Her efforts—combined with out-of-province training, like a tennis camp in Montreal and a year spent at a New York boarding school—would pay off. In addition to performing better in Canadian championships, with two top-20 finishes at nationals, she excelled in the Maritimes, earning multiple Atlantic titles (she thinks the exact number is 13, though she’s not quite sure) and winning the Nova Scotia Open in both 2018 and 2019.

Nicolela’s success was a long time coming. She started playing tennis not long after she started walking, her first memories of holding a racket taking place at the age of three or four. In the beginning, it wasn't something she took seriously—at least, not any more seriously than the host of other sports she spent her childhood involved in, ranging from ringette to swimming and gymnastics. She was just one of those kids who loved being active, picking up anything her parents let her. She jokes that her dad (who’s from Brazil, where soccer is immensely popular), hoped that’s the sport she would stick with.

“I was just really horrible at soccer. I just had no talent for it at all,” she laughs. “I guess I had a knack for tennis.”

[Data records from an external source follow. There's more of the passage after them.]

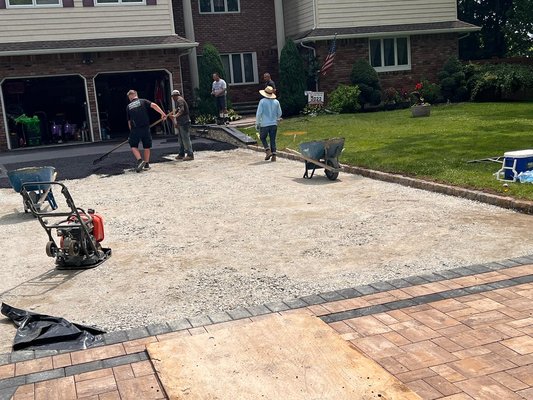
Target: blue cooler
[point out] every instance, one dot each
(515, 162)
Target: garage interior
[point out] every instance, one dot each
(45, 110)
(111, 89)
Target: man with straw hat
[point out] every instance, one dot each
(266, 121)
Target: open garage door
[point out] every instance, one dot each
(45, 110)
(111, 89)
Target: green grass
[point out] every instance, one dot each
(435, 148)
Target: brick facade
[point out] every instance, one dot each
(426, 61)
(71, 64)
(253, 29)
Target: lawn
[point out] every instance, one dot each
(434, 148)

Now an undergraduate student at Queen’s University, where she just finished her second year studying life sciences, the 20-year-old’s life revolves less around tennis than it does academics. She’s spending her summer back home in Halifax, where she’s working as a summer research student in Dalhousie’s immunology department. Though she’s happy to be working in her field, she misses having the time to coach, which she’s done on-and-off for the past few years.

“Growing up without a bunch of girls to play with wasn’t super easy for me, so I love to coach girls and get them involved in the sport as well,” she says.

Nicolela has no plans of ever playing professionally, but she does plan to keep playing competitively, especially at a university level: when she returns to school in the fall, it’ll be as the captain of Queen’s tennis team. Though she's too busy to play as much as she'd like this summer, she still makes an effort to hit the courts in Halifax at least twice a week. She’s not alone in that—given that outdoor tennis is a safe and distanced sport, it seems more and more people across the city are seeking out public courts.